Agent Troubleshooting
Token errors, network failures, SSL issues, missing metrics — diagnostic walkthrough.
The agent's failure modes break into a small number of categories. Below is the rundown by what shows in the logs, ordered roughly by how often they hit.
"invalid agent token"
[http-writer] POST /api/v1/ingest/cycle returned 401: invalid agent token
The MONPG_AGENT_TOKEN doesn't match any active row in our agent_tokens table. Almost always the same root cause: the token was revoked from the UI but the env var still has the old value. Generate a fresh one (Settings → Agent Tokens) and update the agent. Tokens don't expire on a schedule but they do go away when you click Revoke.
"connection refused" to your DB
[collector] connect failed: dial tcp 127.0.0.1:5432: connection refused
Three things to check, in order. Is PostgreSQL actually listening on the configured port (ss -tlnp | grep 5432). Does pg_hba.conf allow the agent's source IP for monpg_monitor. And — the gotcha — if the agent runs in a container, localhost means the container, not the host. Use host.docker.internal on Mac/Windows or the host's LAN IP on Linux.
SSL handshake failed
tls: failed to verify certificate: x509: certificate signed by unknown authority
For managed PG (RDS, Azure, Cloud SQL), the fix is usually MONPG_DB_SSLMODE=require with the provider's root CA installed in the host's trust store. For self-hosted with a self-signed cert, MONPG_DB_SSLMODE=verify-ca + MONPG_DB_SSLROOTCERT=/path/to/ca.crt. As a smoke test only — never in production — MONPG_DB_SSLMODE=require alone skips verification.
Egress to MonPG fails
[http-writer] dial tcp api.monpg.app:443: i/o timeout
Either an egress firewall is blocking api.monpg.app:443 (allowlist the FQDN or our static IPs) or you're behind a corporate proxy that the collector doesn't know about. Set HTTP_PROXY and HTTPS_PROXY in the agent's env.

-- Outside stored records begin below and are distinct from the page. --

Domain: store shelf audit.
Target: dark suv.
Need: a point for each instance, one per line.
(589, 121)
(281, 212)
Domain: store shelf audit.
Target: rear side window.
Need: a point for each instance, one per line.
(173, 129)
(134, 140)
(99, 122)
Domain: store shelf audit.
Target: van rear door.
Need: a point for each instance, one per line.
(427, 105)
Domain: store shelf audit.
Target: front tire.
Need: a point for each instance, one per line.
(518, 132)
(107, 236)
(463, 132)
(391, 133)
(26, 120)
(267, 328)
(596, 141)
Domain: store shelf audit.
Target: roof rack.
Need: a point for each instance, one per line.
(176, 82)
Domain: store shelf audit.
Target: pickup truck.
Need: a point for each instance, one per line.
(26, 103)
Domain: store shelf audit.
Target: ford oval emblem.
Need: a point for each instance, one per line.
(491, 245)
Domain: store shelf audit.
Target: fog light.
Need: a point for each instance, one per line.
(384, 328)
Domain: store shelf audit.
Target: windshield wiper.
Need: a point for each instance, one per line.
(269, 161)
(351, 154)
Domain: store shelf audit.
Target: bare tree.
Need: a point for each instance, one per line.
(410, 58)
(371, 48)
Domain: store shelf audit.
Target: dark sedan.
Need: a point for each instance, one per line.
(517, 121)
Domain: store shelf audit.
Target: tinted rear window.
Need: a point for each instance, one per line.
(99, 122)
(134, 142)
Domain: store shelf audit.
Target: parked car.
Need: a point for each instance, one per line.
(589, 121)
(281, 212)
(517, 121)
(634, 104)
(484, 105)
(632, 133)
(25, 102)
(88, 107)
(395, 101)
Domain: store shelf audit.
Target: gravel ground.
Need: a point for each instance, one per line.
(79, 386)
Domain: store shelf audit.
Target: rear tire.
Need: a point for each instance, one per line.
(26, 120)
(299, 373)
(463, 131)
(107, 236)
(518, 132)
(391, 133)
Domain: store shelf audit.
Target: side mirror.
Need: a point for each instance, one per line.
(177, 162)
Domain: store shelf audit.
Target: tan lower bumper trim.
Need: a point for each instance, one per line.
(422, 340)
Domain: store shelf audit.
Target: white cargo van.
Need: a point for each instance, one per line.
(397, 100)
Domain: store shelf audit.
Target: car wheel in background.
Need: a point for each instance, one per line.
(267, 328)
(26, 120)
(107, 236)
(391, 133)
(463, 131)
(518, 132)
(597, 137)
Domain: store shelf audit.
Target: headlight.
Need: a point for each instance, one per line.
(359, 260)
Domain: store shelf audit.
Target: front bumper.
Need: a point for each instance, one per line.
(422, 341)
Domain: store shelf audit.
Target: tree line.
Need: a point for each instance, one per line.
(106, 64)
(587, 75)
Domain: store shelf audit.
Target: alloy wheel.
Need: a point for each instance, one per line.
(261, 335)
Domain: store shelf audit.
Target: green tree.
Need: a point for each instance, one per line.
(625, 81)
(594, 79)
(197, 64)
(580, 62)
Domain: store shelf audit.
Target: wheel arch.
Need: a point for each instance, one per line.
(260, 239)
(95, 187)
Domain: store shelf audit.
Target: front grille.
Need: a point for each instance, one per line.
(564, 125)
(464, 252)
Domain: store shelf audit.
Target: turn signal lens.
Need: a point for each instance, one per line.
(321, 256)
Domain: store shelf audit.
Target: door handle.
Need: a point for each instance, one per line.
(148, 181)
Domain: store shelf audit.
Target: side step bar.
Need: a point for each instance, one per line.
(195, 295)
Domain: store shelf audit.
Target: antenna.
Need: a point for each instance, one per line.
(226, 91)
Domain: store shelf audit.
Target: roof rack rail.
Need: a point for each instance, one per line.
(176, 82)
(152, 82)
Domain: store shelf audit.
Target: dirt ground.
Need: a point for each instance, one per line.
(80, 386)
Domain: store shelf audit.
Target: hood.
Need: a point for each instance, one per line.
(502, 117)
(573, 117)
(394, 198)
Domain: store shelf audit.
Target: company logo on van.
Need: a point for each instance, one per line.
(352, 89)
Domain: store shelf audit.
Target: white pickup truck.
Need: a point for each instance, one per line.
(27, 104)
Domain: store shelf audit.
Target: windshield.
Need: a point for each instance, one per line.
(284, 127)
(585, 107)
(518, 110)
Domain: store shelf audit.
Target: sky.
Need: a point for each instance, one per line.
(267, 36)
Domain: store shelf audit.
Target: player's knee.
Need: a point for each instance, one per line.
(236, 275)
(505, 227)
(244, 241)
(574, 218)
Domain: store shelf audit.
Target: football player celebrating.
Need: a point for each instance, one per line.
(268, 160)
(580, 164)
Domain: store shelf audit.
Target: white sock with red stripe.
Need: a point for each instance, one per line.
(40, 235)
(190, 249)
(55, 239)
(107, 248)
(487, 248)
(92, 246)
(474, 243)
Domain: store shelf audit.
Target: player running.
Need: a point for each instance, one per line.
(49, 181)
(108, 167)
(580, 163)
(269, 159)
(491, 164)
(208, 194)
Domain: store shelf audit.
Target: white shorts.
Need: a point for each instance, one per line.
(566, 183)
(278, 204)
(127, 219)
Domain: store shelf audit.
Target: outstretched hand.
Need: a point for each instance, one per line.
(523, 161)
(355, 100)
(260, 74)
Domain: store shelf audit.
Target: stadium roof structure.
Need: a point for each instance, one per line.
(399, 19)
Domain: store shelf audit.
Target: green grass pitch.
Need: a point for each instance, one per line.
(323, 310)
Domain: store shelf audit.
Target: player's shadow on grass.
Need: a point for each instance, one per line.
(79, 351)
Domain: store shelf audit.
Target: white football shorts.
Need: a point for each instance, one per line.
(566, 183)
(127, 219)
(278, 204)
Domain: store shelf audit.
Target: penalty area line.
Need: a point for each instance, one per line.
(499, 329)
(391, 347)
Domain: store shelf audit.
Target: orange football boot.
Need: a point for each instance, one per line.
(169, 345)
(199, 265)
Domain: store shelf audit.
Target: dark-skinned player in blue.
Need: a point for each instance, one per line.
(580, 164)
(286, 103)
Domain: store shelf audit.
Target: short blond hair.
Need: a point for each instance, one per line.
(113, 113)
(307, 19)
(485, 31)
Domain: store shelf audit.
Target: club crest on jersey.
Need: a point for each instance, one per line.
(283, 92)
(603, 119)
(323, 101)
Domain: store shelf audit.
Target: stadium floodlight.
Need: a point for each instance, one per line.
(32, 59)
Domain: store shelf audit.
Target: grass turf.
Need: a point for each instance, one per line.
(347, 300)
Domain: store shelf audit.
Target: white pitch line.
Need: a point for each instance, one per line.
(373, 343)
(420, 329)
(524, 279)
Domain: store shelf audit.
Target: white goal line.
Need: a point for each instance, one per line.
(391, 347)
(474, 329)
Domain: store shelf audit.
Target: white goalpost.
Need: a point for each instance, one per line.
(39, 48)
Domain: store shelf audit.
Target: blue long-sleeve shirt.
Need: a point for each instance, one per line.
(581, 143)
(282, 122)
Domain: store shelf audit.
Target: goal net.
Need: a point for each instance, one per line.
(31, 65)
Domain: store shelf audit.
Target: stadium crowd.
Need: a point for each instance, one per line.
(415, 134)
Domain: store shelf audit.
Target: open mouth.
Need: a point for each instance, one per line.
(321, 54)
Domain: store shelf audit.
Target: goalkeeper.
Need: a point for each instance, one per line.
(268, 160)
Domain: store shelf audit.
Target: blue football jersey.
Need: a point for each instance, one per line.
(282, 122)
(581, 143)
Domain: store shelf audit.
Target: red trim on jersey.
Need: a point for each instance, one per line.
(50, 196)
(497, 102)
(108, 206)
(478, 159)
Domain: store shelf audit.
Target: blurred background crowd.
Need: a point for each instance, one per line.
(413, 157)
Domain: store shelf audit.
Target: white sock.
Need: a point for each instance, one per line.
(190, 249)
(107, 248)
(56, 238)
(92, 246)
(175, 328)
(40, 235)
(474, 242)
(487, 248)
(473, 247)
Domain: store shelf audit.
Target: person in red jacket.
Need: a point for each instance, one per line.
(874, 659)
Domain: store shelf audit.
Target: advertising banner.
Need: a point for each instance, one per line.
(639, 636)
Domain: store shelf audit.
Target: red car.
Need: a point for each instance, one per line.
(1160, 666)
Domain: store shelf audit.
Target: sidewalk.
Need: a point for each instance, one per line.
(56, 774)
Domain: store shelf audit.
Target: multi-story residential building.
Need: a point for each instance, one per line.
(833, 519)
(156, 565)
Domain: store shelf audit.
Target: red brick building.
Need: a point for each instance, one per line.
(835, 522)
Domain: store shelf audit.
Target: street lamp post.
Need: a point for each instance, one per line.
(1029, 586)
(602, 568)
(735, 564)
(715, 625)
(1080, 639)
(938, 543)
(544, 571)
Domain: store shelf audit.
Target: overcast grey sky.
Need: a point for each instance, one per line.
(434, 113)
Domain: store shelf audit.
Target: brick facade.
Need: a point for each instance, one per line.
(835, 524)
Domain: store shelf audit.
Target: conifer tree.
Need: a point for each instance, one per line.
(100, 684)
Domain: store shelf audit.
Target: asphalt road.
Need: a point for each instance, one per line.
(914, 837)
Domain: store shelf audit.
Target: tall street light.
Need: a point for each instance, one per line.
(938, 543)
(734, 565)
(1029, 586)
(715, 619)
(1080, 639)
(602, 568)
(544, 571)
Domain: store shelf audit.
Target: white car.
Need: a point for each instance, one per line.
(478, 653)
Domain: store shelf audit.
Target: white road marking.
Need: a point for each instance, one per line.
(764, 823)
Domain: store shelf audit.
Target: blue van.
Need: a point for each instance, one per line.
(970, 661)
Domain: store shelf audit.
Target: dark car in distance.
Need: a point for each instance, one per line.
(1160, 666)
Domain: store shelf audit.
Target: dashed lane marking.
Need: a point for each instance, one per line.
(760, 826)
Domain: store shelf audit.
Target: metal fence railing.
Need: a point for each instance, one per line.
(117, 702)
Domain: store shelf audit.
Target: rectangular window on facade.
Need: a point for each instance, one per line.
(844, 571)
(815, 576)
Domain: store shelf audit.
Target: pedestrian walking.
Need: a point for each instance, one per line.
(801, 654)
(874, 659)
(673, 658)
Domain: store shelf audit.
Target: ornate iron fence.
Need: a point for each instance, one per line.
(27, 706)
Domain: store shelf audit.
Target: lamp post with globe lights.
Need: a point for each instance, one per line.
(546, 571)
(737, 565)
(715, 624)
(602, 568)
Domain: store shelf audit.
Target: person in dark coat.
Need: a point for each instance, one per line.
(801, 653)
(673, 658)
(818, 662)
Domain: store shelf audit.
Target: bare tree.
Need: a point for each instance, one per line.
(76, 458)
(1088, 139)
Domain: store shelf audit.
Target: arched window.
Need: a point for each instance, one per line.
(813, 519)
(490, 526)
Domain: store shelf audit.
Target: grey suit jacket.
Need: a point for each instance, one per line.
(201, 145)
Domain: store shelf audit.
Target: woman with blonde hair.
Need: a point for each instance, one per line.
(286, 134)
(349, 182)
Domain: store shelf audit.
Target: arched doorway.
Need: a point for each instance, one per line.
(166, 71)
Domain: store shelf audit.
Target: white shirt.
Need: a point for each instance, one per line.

Metrics arrive but the UI is empty
The agent reports green to ingest but the UI shows no server. Three causes worth checking. First, look at the Server dropdown in the UI header — your DB should appear there with a green dot. If the dot is gray, the last-collected timestamp is older than five minutes; check agent logs around then. If the server doesn't appear at all, the most likely cause is that the agent is pushing to a different organization than the one you're looking at. Generate the token from the same org you're viewing.
High CPU on the agent host
Steady state is under 100m CPU. If you see more, three knobs to try. MONPG_COLLECTOR_INTERVAL defaults to 30 seconds — push it to 60 or higher if you don't need that resolution. Set MONPG_COLLECT_LOGS=false if you collect logs through a different pipeline. And if MONPG_LOG_FILE is pointed at a chatty PG that writes a lot of statements, log-tailing alone can pin a CPU.